Das Argument der Konzerne lässt Boss vom Bund der Versicherten nicht gelten. Auch für viele junge Menschen seien die Prämien bereits hoch. Das Fatale sei zudem, dass gerade riskante Berufe wie Dachdecker, Zimmermann oder Schweißer nicht besonders gut bezahlt werden und sich die hohen Prämien noch weniger leisten können als gut verdienende Juristen oder Betriebswirtschaftler. Körperlich hart arbeitende Handwerker brauchen den Schutz aber am dringendsten. Berufstätige mit Universitätsabschluss verdienen in der Regel besser und werden gleichzeitig von den Versicherern als weniger riskant eingestuft. Die Folge: Sie müssen für den Schutz weniger zahlen.

Der Bund der Versicherten hat schon im Mai 2015 gemeinsam mit der Verbraucherzentrale Nordrhein-Westfalen ein Positionspapier veröffentlicht, in dem sich die Organisationen für eine grundlegende Reform des aktuellen Systems einsetzen. "Da das Modell der privaten Vorsorge sich für viele Berufstätige als untauglich erwiesen hat, muss es dringend reformiert werden", fordern sie.

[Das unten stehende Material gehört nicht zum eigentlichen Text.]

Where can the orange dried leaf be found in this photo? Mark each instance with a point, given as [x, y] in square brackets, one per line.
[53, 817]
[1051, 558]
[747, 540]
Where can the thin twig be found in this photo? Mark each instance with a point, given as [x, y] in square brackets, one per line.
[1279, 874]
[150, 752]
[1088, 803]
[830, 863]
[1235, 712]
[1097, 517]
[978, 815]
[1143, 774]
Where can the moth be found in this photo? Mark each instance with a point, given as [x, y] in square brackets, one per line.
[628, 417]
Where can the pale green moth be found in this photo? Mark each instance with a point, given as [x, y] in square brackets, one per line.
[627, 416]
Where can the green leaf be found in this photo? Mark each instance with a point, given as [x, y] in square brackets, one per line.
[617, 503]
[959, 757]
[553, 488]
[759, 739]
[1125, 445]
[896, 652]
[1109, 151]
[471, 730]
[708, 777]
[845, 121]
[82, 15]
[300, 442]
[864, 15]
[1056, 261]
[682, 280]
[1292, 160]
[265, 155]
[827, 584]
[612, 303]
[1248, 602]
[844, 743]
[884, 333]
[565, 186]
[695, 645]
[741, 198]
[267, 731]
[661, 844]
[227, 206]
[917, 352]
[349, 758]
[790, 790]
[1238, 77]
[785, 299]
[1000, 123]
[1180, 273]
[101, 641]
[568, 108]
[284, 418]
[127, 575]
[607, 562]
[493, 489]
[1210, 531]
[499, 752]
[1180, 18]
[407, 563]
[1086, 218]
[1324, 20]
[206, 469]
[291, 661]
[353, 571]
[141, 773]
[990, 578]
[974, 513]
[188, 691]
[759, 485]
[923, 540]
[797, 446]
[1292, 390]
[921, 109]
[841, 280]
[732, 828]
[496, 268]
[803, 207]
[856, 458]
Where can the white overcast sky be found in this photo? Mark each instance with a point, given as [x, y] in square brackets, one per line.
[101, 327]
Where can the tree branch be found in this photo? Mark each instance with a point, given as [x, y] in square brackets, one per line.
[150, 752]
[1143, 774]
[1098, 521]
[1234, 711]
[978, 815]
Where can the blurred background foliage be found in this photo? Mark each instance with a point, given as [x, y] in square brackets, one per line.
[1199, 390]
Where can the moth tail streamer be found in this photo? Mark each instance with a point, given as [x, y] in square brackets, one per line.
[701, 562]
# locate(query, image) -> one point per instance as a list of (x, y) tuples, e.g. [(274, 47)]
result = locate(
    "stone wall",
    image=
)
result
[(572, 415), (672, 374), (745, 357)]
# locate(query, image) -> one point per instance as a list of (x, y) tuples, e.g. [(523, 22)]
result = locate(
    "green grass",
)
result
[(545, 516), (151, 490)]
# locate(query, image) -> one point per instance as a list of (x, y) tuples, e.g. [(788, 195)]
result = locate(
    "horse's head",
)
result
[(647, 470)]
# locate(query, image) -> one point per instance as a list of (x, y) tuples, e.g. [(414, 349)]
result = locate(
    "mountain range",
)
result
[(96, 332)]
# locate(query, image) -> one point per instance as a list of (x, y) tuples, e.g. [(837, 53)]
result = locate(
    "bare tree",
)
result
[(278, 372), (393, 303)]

Im Laufe des Jahres wollen sie den Parteien einen konkreten Vorschlag vorlegen, wie die Rückkehr zum gesetzlichen BU-Schutz gelingen kann.

Verbündete bei der Rückkehr zum gesetzlichen BU-Schutz

In den Gewerkschaften haben sie potenzielle Verbündete. "Wir sind grundsätzlich der Meinung, dass die zentralen Lebensrisiken wie Arbeitslosigkeit, Krankheit oder Erwerbsunfähigkeit in den gesetzlichen Sozialversicherungssystemen abgesichert sein sollten", sagt Markus Hofmann vom DGB. "Nur dann ist das Kollektiv groß genug, um alle Mitglieder solidarisch abzusichern, und es gibt keinen Grund, Menschen mit Vorerkrankungen auszuschließen."

Ähnlich argumentiert die IG Metall. "Wenn bestimmte Beschäftigtengruppen keine Chance haben, eine BU-Versicherung abzuschließen, und der private Markt kein Verständnis für solche großen Risiken hat, muss man von einem Marktversagen sprechen", sagt Dirk Neumann, Gewerkschaftssekretär im Vorstand der IG Metall. Er glaubt, dass große Risiken nicht bei einzelnen Wirtschaftsunternehmen abgesichert sein sollten. Ihnen sei die Gewinnmaximierung wichtiger als die Auszahlung von Leistungen. Entscheidend sei daher auch, die Erwerbsminderungsrente zu stärken, sagt Neumann: "Sie ist das einzige Auffangnetz für alle gesetzlich Versicherten."